P Type Semiconductoron 24/2/2012 & Updated on Thursday 21st of June 2018 at 10:05:33 PM
Each hole gets created from one impurity atom. So far we have explained, about the creation of holes but did not focus how a hole associated with static impurity atom can move in the crystal. But in a semiconductor crystal holes can also move like electrons but the mechanism of movement is different. When one hole that is one incomplete covalent bond created, it will not remain incomplete lifelong. Very soon electron of other neighbouring covalent bonds breaks out and seats on that hole and makes a new covalent bond. The electron when breaks out from a covalent bond it creates a hole behind it. If we look at the matter in relevant point of view, we can say that the hole moves from its previous position to a new position. Same things will happen at a new position of the hole, and hence, the hole will further move to another new position. That is how the holes move in a semiconductor crystal. Finally, we can say that in a p-type semiconductor has plenty of holes move randomly inside the crystal.

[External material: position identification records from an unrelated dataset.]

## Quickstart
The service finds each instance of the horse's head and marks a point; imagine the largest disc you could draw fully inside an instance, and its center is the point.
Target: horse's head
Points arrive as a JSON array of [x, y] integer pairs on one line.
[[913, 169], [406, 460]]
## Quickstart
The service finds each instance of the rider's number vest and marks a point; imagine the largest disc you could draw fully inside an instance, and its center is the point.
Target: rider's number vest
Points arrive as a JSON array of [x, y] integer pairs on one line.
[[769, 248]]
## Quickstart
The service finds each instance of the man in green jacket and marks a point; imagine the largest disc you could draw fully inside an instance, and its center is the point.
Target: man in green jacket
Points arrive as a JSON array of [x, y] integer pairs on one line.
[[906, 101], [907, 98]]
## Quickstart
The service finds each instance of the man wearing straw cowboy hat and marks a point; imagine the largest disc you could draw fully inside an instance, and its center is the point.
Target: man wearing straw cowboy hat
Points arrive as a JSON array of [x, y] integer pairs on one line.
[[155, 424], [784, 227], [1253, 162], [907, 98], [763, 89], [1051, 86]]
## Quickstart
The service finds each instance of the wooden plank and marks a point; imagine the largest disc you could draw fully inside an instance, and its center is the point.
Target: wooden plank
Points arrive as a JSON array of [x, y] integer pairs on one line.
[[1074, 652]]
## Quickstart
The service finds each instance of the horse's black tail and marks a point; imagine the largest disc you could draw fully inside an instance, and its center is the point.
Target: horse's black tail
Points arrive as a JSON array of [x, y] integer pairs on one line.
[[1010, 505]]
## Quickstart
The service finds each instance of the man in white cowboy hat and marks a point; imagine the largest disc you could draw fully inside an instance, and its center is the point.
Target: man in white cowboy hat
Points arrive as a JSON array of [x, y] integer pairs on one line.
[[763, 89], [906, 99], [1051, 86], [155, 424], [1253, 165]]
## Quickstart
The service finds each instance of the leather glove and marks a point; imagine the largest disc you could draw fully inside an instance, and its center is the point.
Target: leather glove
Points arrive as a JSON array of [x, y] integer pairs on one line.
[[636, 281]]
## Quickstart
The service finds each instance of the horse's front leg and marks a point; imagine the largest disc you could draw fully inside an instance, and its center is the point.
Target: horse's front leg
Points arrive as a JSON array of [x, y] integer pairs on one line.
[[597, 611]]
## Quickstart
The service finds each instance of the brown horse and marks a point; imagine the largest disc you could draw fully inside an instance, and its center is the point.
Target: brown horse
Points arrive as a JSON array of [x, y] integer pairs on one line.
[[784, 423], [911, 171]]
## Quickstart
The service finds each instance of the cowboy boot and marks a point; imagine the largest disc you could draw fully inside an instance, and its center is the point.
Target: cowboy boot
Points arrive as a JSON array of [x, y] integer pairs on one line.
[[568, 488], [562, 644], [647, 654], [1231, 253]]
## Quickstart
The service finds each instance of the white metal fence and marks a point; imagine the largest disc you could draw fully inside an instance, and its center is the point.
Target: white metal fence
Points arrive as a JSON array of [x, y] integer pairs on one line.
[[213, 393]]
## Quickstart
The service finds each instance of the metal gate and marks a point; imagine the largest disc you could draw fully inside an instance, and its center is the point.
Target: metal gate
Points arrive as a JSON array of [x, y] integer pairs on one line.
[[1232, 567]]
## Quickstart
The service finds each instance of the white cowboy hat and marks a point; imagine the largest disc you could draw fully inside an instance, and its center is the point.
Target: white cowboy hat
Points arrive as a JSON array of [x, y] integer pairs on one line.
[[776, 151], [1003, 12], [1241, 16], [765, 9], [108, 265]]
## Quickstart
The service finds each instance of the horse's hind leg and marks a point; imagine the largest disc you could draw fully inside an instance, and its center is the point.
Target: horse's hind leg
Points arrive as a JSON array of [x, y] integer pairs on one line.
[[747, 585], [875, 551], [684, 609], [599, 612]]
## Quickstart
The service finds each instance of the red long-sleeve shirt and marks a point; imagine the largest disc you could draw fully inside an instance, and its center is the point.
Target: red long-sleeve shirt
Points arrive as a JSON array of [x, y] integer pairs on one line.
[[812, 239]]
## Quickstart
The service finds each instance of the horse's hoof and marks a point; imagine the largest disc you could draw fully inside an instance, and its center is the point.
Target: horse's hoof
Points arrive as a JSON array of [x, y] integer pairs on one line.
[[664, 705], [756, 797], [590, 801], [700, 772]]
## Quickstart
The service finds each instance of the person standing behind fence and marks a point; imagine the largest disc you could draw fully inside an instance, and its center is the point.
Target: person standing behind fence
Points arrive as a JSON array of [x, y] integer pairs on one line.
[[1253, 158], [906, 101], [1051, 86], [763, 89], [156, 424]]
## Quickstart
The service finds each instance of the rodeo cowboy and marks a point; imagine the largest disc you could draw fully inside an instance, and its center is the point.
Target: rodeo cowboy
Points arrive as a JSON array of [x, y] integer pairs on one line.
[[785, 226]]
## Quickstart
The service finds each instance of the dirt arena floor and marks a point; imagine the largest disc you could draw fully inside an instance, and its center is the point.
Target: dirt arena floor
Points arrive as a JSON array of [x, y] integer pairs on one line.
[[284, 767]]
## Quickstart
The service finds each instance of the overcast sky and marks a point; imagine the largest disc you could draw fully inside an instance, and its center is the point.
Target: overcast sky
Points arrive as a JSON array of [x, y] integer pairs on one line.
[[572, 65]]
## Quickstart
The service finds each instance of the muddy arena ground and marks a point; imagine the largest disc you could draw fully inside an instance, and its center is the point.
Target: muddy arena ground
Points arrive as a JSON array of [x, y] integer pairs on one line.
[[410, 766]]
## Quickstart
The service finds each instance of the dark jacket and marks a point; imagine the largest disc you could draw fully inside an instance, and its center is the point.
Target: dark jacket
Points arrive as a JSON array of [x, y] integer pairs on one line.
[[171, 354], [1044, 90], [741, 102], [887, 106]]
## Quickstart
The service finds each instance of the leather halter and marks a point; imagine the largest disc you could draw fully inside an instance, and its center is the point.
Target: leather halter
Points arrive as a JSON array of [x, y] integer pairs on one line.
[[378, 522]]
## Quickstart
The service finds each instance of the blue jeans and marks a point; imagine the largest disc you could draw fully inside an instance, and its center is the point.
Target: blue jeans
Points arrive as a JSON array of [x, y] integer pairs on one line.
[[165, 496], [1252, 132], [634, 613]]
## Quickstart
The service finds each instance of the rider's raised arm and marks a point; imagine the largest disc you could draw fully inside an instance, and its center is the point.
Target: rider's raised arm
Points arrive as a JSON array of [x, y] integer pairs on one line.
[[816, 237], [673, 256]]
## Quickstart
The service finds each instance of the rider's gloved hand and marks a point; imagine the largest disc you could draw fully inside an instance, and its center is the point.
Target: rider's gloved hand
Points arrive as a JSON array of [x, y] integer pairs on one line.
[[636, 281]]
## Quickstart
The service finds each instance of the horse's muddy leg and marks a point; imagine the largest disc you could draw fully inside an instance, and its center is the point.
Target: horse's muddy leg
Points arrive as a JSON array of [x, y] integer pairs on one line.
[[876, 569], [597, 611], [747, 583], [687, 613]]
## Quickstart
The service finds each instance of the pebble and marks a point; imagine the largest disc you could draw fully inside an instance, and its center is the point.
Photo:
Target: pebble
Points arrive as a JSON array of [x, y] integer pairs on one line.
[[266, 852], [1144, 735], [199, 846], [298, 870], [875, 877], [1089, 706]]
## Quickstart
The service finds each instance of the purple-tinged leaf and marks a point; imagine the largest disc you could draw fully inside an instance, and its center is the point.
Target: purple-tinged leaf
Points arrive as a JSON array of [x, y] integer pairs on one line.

In addition to holes generated due to trivalent impurity atoms in the p-type semiconductor crystal, there will also be thermally generated electron-hole pairs. Thermally generated electron-hole pairs mean those electron-hole pairs which get caused due to the breakdown of covalent bonds due to thermal excitations at room temperature. These thermally generated electrons contribute free electrons in the p-type semiconductor crystal. Hence, the total number of holes in a p-type semiconductor is a sum of holes due to trivalent impurity atoms and holes generated due to thermal excitation whereas free electrons are only due to thermal excitation. Hence, the number of free electrons in a p-type semiconductor is much smaller than the number of holes in it. That is why we consider holes as majority carriers, and electrons are called minority carriers in a p-type semiconductor.
The trivalent impurity used for doping purpose of a p-type semiconductor are boron, gallium, and indium.